Doença muitas vezes silenciosa, a hepatite é uma inflamação no fígado que pode resultar de diferentes causas. Vírus (para os tipos A, B, C), uso excessivo de medicamentos e substâncias alcoólicas são algumas delas. Considerado pelo Ministério da Saúde como um grave problema de saúde pública, em alguns casos agudos e crônicos a doença pode levar à morte.

No Piauí, sete pessoas morreram em 2018 em decorrência de complicações de hepatite tipo C, um aumento em relação a 2017, quando seis pessoas morreram. A tipo B também registrou uma morte ano passado e duas em 2017

A coordenadora estadual de epidemiologia, Amélia Costa, alerta para os riscos de conviver com a doença sem o diagnóstico. “A hepatite é uma doença silenciosa. Ela se confunde com qualquer infecção gástrica, mal estar. Muitas vezes quando a pessoa passa muito tempo sem o diagnóstico ela já está com uma cirrose, com um câncer de fígado, um adenocarcinoma”.

A profissional da saúde aponta para a realização de exames. Ela destaca ainda o cuidado da não ingestão de medicamentos sem acompanhamento médico. “A chamada de atenção é para que as pessoas não se automediquem”, informou.

Causas

Praticar sexo sem proteção, compartilhar seringas, agulhas, lâminas de barbear, alicates de unha e outros objetos que furam ou cortam podem causar contaminação pelos vírus B,C e D, transmitidos pelo sangue.

“Tomar cuidado onde for fazer tatuagem e piercings. Existe uma probabilidade muito grande se o material não tiver sido esterilizado”, orienta a coordenadora de epidemiologia.

Os tipos B,C e D também podem passar da mãe para o filho durante a gravidez, o parto e a amamentação.

“A gestante que estiver suspeita de hepatite ela precisa se vacinar para que a criança na hora do parto, por isso é muito importante que seja feito o pré-natal”, explica Amélia Costa.

A hepatite A é transmitida por via oral-fecal e comum em locais com pouco saneamento básico.

Sintomas

Segundo médico gastroenterologista e hepatologista, Juvenal Gomes, os principais sintomas são, peles e olho amarelados, urina escura, mal estar, dor muscular, náuseas e vômitos. Se for uma infecção aguda os sintomas podem durar de 30 a 60 dias. “Mas na maioria das vezes ela é silenciosa”, relembra.

Vacinação

A vacina de hepatite A foi introduzida no calendário infantil em 2014, para crianças de 1 a 2 anos de idade. O Sistema Único de Saúde disponibiliza gratuitamente a vacina contra a hepatite B em qualquer posto de saúde para pessoas de até 49 anos.

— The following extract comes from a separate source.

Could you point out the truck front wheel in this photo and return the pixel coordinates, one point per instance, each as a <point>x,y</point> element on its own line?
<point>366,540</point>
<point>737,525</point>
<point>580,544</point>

A imunização é feita em três doses, e só é efetiva quando a vacina é tomada com intervalo de um mês entre a primeira e a segunda dose e de seis meses entre a primeira e a terceira dose. Não existe vacina contra a hepatite C.

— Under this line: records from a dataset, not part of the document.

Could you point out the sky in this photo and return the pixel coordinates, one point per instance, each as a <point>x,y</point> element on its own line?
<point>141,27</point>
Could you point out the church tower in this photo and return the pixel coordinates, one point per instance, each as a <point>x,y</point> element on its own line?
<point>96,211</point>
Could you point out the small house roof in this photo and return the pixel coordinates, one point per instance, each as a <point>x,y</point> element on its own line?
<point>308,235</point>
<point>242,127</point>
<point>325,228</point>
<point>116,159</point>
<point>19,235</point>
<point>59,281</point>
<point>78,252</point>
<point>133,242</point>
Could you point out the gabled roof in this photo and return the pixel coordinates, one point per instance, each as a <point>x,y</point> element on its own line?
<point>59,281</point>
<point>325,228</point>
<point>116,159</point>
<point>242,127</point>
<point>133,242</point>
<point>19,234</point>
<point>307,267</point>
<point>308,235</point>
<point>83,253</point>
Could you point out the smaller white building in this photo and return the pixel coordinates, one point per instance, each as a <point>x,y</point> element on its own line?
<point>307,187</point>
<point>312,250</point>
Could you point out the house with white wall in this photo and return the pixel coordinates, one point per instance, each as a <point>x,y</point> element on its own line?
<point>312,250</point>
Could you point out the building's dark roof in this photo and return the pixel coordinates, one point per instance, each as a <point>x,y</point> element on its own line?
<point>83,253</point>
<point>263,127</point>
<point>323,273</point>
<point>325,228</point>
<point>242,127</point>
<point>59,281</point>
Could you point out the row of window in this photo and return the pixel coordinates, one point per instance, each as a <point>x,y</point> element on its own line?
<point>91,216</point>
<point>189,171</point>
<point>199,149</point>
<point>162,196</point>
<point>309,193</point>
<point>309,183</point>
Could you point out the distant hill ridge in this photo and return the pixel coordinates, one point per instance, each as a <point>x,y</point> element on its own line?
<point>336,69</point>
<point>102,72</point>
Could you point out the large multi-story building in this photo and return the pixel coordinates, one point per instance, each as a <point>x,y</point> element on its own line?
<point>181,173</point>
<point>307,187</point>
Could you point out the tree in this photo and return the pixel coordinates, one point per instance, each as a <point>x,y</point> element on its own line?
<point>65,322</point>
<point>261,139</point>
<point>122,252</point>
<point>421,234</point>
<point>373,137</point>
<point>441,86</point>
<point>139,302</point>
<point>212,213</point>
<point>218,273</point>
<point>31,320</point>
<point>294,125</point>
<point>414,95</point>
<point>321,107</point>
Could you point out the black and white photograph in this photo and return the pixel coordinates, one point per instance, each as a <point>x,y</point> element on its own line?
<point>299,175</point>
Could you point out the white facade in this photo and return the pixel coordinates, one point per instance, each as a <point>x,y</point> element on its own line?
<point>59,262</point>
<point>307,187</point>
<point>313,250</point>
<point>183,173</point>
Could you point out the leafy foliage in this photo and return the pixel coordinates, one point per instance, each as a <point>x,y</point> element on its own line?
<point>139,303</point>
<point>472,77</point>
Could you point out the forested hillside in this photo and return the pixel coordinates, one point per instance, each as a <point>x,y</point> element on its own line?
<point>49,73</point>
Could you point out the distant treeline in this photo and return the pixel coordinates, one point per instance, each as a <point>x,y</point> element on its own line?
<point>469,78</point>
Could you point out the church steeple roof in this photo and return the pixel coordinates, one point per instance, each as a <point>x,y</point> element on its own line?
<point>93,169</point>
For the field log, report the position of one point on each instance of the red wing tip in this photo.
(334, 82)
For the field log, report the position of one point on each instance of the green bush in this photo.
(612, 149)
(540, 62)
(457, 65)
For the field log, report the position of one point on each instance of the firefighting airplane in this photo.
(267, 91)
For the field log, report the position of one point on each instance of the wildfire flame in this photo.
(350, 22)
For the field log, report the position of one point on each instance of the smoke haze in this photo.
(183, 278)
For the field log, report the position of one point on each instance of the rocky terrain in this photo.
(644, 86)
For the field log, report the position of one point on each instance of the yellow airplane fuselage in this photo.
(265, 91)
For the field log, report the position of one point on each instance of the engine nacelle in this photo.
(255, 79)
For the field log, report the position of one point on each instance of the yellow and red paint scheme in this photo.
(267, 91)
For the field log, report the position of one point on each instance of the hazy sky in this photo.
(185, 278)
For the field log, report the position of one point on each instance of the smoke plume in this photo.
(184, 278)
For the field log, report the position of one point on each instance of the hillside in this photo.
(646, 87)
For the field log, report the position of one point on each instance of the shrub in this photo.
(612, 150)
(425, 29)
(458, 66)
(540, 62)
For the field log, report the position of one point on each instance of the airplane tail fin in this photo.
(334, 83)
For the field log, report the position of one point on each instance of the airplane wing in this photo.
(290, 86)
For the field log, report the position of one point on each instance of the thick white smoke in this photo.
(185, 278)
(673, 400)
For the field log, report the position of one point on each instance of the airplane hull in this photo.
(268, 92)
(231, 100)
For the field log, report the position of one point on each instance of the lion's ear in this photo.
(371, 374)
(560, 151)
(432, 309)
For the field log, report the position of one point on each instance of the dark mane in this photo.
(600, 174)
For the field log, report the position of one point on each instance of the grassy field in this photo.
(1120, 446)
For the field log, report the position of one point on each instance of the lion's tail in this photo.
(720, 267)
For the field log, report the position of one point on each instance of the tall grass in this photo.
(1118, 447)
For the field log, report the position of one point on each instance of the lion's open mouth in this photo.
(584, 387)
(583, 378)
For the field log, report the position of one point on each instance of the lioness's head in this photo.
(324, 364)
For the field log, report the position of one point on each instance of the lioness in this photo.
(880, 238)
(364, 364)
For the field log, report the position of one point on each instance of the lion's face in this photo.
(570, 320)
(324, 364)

A hepatite D depende da hepatite B para ocorrer, portanto, vacinar contra o tipo B previne o tipo D. A hepatite E tem ocorrência rara no Brasil e não há vacina disponível para a doença.

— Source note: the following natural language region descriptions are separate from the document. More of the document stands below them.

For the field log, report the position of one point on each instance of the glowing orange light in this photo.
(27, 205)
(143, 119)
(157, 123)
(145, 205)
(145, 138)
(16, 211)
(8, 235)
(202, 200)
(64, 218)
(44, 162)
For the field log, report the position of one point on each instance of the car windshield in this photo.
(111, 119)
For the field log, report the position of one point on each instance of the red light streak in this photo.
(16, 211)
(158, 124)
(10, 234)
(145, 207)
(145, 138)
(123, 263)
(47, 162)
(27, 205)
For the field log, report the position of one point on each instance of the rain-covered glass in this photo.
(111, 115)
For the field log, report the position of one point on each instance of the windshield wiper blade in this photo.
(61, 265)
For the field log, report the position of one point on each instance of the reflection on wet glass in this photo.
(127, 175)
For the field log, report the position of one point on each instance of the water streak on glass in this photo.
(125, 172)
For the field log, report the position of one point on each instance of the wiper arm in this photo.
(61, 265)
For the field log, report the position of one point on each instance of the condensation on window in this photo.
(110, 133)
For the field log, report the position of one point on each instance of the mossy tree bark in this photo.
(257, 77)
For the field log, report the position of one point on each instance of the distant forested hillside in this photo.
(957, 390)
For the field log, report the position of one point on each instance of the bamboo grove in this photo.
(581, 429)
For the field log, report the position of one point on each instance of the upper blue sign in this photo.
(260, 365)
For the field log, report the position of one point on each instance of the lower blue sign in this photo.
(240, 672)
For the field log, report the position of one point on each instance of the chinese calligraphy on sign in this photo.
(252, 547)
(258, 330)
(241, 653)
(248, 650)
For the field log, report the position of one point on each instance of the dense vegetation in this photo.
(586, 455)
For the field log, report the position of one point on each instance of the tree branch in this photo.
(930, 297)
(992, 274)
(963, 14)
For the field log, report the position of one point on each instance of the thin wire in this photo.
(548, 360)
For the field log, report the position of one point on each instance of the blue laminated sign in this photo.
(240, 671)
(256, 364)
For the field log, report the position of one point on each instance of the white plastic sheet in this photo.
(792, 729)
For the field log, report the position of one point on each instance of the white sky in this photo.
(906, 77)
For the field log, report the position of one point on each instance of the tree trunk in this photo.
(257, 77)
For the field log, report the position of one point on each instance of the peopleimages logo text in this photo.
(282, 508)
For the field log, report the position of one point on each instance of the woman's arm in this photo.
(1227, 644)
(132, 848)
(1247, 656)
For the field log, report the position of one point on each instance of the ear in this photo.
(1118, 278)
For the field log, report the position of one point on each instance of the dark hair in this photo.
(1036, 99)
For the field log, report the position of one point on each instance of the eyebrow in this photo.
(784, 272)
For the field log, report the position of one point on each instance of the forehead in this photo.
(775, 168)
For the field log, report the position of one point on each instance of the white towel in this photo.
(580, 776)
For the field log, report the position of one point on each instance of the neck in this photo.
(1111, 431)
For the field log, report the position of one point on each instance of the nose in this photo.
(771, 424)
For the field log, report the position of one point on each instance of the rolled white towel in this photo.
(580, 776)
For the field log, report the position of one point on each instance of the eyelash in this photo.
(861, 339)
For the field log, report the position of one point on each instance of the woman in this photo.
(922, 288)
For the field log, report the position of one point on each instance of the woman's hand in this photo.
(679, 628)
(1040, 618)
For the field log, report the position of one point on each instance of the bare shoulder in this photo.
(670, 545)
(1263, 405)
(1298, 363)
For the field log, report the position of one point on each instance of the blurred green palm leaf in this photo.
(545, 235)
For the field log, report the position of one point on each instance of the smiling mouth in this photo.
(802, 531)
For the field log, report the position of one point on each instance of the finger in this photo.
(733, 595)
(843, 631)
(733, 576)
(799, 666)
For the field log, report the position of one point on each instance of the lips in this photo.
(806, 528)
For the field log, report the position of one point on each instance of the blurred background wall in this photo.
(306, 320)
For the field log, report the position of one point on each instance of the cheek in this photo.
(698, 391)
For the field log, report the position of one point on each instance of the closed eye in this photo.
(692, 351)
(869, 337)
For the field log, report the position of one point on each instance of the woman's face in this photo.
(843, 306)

Meses como o Maior e Julho Amarelos são usados como épocas de campanhas de conscientização. Atualmente o Ministério da Saúde tem um plano para eliminar a hepatite C até 2030, com a prática de campanhas para intensificar os trabalhos de prevenção e diagnóstico a nível estadual.

Tipos

No Brasil os tipos mais comuns são o A,B e C. “Na região Amazônica existe mais inciência de tipo D. Já a hepatite E é mais comum nos países africanos e asiáticos”, explicou o gastroenterologista.